Amid growing alarm over the plastic that pollutes our environment, biomedical and optics researchers at the University of Rochester are working to better understand the prevalence of microplastics in drinking water and their potential impacts on human health.
They are collaborating with SiMPore, a company that uses nanomembrane technology initially developed at the University, to devise ways to quickly filter and identify particles of plastic 5 mm or smaller in drinking water samples. They will then test the ability of these particles to cross a microscale barrier that simulates the lining of a human intestine.
"We want to see to what extent the particulates that you consume in your drinking water can pass through your gut and into your other organs," says Greg Madejski, a postdoctoral fellow in the laboratory of James McGrath, professor of biomedical engineering. Madejski is coordinating the research with the lab of Wayne Knox, professor of optics. Both McGrath and Knox are affiliated with the Materials Science Program.
Microplastics are used as ingredients in cigarette filters, textile fibers, and cleaning or personal care products. Others result when larger plastic items are worn down by sun, wind, and waves. They can be found on mountaintops and at the bottom of the oceans; in the air we breathe and in the water we drink. Exactly how many microplastics are absorbed by humans, and how much harm it is causing them has been hard to assess because the particles— below 100 microns—are so small and difficult to detect.

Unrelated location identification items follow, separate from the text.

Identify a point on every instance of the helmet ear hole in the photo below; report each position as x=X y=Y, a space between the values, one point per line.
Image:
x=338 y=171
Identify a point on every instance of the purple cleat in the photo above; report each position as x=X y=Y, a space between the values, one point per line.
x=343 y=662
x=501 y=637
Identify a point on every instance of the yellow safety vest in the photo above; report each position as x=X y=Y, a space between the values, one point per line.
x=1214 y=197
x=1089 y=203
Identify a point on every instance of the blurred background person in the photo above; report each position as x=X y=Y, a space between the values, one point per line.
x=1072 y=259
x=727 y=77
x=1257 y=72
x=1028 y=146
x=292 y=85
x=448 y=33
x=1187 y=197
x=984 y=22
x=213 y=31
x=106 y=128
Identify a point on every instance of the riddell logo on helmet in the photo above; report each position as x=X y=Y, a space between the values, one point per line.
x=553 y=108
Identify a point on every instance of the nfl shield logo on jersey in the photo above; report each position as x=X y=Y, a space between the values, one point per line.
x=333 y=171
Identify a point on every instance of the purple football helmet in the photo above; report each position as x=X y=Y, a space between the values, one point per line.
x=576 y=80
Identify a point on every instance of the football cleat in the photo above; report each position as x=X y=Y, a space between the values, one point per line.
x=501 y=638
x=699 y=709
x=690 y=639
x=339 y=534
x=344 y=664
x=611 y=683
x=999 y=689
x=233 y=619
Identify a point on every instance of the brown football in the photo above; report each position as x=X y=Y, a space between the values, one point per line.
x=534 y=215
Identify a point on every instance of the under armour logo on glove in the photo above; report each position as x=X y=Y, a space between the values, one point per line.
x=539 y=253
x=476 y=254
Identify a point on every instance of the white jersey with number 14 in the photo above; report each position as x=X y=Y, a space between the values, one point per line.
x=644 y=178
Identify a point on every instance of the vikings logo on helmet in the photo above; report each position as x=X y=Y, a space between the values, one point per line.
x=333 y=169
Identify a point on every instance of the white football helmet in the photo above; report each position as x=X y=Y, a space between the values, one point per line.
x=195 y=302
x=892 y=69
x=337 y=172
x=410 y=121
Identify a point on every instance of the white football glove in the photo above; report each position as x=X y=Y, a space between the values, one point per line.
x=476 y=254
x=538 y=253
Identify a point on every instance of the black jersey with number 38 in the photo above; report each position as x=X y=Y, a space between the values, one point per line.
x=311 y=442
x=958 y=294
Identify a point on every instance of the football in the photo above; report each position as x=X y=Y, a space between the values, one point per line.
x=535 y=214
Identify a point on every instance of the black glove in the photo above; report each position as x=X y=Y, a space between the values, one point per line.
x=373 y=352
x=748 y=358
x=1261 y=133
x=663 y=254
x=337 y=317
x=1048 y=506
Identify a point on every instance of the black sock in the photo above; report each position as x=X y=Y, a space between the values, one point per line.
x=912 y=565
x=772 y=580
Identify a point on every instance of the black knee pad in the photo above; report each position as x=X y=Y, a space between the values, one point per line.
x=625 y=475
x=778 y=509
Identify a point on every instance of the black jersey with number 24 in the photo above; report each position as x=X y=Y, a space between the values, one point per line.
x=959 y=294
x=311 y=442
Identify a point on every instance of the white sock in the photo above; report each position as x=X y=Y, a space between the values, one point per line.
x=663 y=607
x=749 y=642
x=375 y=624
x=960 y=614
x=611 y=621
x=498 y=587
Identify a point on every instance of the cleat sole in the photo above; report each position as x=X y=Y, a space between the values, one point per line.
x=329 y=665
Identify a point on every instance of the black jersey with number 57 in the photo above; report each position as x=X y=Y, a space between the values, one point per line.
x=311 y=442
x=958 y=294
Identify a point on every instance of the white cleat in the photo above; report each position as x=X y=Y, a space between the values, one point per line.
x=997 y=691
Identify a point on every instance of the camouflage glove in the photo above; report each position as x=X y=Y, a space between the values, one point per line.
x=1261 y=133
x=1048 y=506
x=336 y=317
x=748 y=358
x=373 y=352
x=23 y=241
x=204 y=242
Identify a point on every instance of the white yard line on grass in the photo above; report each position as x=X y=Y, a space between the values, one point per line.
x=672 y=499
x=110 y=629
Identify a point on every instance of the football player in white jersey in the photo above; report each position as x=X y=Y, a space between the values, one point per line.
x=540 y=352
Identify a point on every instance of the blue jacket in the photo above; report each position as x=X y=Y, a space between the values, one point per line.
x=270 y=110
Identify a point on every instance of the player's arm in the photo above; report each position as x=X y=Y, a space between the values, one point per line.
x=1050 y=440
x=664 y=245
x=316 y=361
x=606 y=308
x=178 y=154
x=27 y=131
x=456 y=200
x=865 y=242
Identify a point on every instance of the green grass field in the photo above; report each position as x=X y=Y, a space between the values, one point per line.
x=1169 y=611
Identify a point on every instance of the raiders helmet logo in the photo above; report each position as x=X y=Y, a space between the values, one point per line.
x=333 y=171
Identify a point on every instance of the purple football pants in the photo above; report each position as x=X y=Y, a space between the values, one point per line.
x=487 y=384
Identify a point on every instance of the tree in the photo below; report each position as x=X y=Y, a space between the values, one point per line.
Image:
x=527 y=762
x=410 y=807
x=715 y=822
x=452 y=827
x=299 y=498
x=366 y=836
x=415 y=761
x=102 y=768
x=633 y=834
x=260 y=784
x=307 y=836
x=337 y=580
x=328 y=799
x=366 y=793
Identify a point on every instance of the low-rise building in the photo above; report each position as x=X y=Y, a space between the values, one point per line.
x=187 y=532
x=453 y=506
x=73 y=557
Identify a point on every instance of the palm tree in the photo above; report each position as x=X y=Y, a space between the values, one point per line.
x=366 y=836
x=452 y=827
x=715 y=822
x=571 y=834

"These are particles that you couldn't pick up with tweezers; that you can't even see with the naked eye," Madejski says. They elude the "traditional method of skimming the surface of water with a plankton net and collecting everything," he says.
Instead the researchers will filter water through sheets of silicon nitride a hundred times thinner than the diameter of a human hair. These SiMPore nanomembranes, based on prototypes initially created in the McGrath lab, have micron-sized slits in them. "That allows us to catch micron-sized debris," Madejski says. "And because the sheets are so thin, you can filter a significant amount of water through them without a lot of pressure."